Featured image: Francisco Goya – Saturn Devouring His Son, 1819–1823, detail via wikimedia
Vincent Van Gogh - Skull of a Skeleton with Burning Cigarette
One of the rarely mentioned horror artworks of Van Gogh’s oeuvre is his painting Skull of a Skeleton with Burning Cigarette, part of the studies of skeletons from his Antwerp period. In the tradition of everyday allegoric paintings of Renaissance, it carries a message of Memento Mori within the post-impressionism, and it is considered as a personal reminder on the harmful effects of smoking for the artist himself, as he was a keen smoker and frail at the same time. The ambivalence of the death and death causing human practices is the most terrifying aspect of this even humorous painting.

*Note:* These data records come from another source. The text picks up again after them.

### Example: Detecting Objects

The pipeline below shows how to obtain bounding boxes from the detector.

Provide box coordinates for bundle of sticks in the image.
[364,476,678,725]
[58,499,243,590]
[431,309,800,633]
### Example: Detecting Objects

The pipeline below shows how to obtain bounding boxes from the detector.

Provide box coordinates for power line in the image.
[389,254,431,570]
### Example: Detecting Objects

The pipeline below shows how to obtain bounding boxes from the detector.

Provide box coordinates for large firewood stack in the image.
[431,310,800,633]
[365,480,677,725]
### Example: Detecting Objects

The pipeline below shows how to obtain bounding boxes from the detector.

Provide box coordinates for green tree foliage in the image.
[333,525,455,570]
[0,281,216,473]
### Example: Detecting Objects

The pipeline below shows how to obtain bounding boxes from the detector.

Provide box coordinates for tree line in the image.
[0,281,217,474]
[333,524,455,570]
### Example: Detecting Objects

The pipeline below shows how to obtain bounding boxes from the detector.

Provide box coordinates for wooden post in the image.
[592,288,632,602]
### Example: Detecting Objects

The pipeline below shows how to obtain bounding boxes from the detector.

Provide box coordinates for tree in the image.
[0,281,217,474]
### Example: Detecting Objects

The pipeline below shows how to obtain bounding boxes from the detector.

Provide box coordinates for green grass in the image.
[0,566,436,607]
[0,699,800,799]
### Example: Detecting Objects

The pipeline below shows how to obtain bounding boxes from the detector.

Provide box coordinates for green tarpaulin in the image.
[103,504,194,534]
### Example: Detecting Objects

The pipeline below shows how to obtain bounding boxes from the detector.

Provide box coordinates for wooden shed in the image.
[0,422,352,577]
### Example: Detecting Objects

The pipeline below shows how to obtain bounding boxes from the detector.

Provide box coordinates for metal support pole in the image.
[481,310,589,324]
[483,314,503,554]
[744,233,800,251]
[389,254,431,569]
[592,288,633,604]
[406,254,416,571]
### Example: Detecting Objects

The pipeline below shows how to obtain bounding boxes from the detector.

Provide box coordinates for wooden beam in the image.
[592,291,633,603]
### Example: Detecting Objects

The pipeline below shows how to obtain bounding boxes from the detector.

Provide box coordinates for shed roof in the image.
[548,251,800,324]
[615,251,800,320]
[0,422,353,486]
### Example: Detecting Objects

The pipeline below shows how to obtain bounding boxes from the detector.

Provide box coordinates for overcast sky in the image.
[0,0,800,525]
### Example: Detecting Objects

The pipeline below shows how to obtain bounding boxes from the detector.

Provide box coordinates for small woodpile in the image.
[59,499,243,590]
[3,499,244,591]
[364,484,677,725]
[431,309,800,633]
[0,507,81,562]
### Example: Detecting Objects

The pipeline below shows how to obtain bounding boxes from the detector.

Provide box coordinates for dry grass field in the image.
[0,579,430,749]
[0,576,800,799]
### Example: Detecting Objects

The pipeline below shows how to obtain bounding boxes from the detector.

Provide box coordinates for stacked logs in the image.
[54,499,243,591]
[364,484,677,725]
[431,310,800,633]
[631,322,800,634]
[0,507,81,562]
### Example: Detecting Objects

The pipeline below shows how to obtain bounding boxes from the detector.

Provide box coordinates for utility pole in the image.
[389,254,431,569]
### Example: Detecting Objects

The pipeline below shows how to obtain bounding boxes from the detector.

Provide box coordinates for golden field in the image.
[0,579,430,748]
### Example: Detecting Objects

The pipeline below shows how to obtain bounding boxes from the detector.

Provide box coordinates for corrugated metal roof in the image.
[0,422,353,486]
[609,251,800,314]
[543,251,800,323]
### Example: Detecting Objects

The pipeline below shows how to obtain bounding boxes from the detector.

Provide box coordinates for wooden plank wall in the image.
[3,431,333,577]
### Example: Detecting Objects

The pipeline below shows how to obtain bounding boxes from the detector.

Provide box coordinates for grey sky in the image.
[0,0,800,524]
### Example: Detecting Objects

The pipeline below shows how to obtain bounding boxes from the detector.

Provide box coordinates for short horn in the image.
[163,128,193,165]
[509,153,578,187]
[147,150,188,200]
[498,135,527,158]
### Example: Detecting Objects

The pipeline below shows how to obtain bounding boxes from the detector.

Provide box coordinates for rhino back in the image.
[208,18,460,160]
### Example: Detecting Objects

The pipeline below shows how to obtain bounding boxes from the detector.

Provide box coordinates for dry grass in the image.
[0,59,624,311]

Featured image: Vincent Van Gogh – Skull of a Skeleton with Burning Cigarette, 1885–86, detail via wikimedia
Salvador Dali - The Face of War
Salvador Dali’s painting The Face of War is surreal vision of the war trauma and horror and is frequently interpreted as premonition of the World War II, as it was painted in period after Spanish Civil War and just before the war breaks in Spain again. The focus of this surrealist painting is giant skull lying at the unidentified desert paysage, with the identical faces filling mouth and eye holes. Like within the optical illusion, skulls are multiplying in the face holes to infinity and produce feeling of eternal continuity of death horror, surrounded by serpents creeping around the empty and abandoned landscape. The emptiness and pessimism of this painting revolves the real sentiments of people exhausted by never ending war destructions in Europe.
Featured image: Salvador Dali – The Face of War 1940, detail via wikimedia
Francis Bacon - Screaming Pope series
The various depictions of the Screaming Pope were created as a detailed study of the Velasquez‘s Portrait of Pope Innocent X and took almost twenty years of Bacon’s work. The first registered version Head VI is dating from 1949, although is known that artist started study in 1946, while he was in France. The paintings display not only homage to the Velàsquez work, but the impressions on the famous Eisenstein’s film Battleship Potemkin and the artist’s comments of the wars and horrors of the twentieth century, showing the image of pope as the screaming head of the person executed on the electric chair which makes haunting impression on every spectator.